I’m fairly happy that your Kurios argument is nowhere near as strong as you assert. The problem is that there just isn’t enough evidence provided in scripture to demonstrate the distinction you take as a given: Jesus was delegated the attributes of YHWH rather than embodying them in himself as a person. Even if he had been delegated these attributes, the lack of due deference to YHWH rather than himself requires some much more searching questions about his identity than is provided in the simple narrative solution you are proposing.

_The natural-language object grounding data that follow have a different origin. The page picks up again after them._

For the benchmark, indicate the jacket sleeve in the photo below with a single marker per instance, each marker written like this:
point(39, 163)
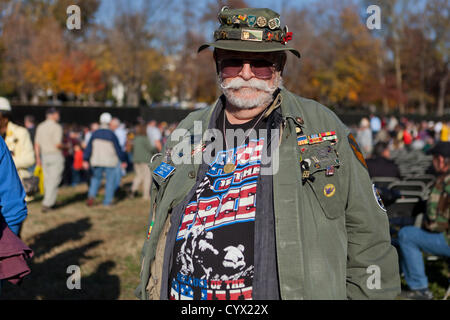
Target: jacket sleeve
point(12, 195)
point(372, 262)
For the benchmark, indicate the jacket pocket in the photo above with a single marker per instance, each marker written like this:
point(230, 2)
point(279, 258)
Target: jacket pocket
point(328, 193)
point(154, 282)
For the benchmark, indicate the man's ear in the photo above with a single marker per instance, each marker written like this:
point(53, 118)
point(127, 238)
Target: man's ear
point(215, 60)
point(282, 62)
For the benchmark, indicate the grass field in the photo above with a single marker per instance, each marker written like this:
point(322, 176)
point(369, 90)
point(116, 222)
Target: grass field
point(106, 244)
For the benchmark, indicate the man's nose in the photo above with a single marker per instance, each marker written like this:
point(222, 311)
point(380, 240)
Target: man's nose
point(246, 72)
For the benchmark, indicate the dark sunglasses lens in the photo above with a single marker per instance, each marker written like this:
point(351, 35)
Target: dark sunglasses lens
point(230, 68)
point(262, 69)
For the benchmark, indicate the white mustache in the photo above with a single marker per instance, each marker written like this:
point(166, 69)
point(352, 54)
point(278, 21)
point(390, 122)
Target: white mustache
point(238, 83)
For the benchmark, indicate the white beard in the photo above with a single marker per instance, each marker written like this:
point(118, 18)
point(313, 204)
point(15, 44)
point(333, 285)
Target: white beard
point(263, 98)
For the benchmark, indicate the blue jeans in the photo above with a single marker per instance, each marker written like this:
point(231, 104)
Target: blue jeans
point(413, 241)
point(96, 180)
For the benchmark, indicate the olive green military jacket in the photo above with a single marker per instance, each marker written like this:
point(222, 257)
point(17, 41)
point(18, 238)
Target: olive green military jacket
point(329, 244)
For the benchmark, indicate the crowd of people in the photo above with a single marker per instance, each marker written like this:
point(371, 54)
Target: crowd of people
point(73, 154)
point(429, 142)
point(400, 133)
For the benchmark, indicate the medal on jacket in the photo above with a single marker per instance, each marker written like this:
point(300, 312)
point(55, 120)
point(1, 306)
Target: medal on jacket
point(230, 166)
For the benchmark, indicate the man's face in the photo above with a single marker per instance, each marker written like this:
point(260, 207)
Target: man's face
point(248, 79)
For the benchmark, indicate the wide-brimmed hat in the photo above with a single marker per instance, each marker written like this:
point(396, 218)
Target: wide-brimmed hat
point(251, 30)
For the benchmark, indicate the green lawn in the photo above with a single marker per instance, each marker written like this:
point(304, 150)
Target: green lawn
point(106, 244)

I’m also fairly happy that the deductive argument about the divine identity of Jesus works. It can be demonstrated in the gospels, which were the product of the earliest Christian communities (well before the supposed Hellenistic Platonising of a later period) which worshipped Jesus as God, and seem to have had that agenda in the way Jesus is presented. If he wasn’t a divine figure, you have yet to address the more compelling question: who was Jesus?

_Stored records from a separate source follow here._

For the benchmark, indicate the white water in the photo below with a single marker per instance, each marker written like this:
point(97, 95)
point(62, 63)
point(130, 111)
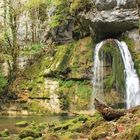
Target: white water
point(132, 82)
point(98, 75)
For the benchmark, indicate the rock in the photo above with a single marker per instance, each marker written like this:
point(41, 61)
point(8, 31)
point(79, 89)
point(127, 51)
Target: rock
point(4, 133)
point(28, 138)
point(51, 137)
point(22, 124)
point(107, 24)
point(103, 130)
point(63, 34)
point(105, 4)
point(29, 133)
point(110, 4)
point(126, 3)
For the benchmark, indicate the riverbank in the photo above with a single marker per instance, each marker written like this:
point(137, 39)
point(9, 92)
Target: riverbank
point(81, 127)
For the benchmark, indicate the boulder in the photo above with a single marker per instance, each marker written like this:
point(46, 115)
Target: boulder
point(105, 4)
point(126, 3)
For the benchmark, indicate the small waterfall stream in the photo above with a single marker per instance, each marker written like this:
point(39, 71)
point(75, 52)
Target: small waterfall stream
point(132, 82)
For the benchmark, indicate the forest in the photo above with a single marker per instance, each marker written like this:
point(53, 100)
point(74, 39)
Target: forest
point(69, 69)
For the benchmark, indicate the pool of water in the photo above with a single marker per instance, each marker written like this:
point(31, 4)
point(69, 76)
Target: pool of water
point(9, 122)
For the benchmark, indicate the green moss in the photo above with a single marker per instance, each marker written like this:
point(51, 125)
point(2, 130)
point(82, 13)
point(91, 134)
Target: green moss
point(22, 124)
point(102, 130)
point(36, 107)
point(79, 4)
point(4, 133)
point(77, 93)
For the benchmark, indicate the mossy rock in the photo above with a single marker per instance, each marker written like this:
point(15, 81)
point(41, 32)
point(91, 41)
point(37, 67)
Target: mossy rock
point(51, 137)
point(29, 133)
point(28, 138)
point(131, 134)
point(22, 124)
point(4, 133)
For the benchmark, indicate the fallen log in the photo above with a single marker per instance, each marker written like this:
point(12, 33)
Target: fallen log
point(108, 112)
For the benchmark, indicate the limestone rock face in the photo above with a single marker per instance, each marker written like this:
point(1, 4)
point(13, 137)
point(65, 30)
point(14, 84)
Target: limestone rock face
point(111, 23)
point(110, 4)
point(105, 4)
point(112, 17)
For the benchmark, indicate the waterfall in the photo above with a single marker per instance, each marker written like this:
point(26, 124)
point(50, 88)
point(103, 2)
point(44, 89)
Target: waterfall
point(132, 82)
point(98, 75)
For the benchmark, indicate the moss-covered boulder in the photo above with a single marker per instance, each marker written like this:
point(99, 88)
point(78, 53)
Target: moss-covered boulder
point(4, 133)
point(103, 130)
point(29, 133)
point(22, 124)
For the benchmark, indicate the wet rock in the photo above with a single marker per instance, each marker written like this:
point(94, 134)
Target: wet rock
point(4, 133)
point(63, 34)
point(111, 23)
point(105, 4)
point(29, 133)
point(110, 4)
point(22, 124)
point(102, 131)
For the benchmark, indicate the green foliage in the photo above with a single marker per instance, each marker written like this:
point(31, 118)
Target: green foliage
point(3, 81)
point(79, 4)
point(60, 14)
point(32, 49)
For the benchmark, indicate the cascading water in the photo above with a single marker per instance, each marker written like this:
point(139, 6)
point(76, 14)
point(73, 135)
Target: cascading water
point(132, 82)
point(98, 75)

The deductive argument also works with the term “Son of God”. The term had various meanings in the OT, of which Israel’s messiah was just one. Not only did Jesus fill YHWH’s character with unforeseen characteristics and how they should be reflected in his (Jesus’s) followers, but the same could be said of the developed meaning of the term “Son of God”. Clearly, if everything in the NT was limited strictly to whatever its meaning had been in the OT, then we would still be practitioners of the Law in its literal entirety, an enterprise whose impossibility would be giving us extreme problems. Jesus did not come to promote such a project, and neither should we in the larger issue of how we define Israel’s narrative.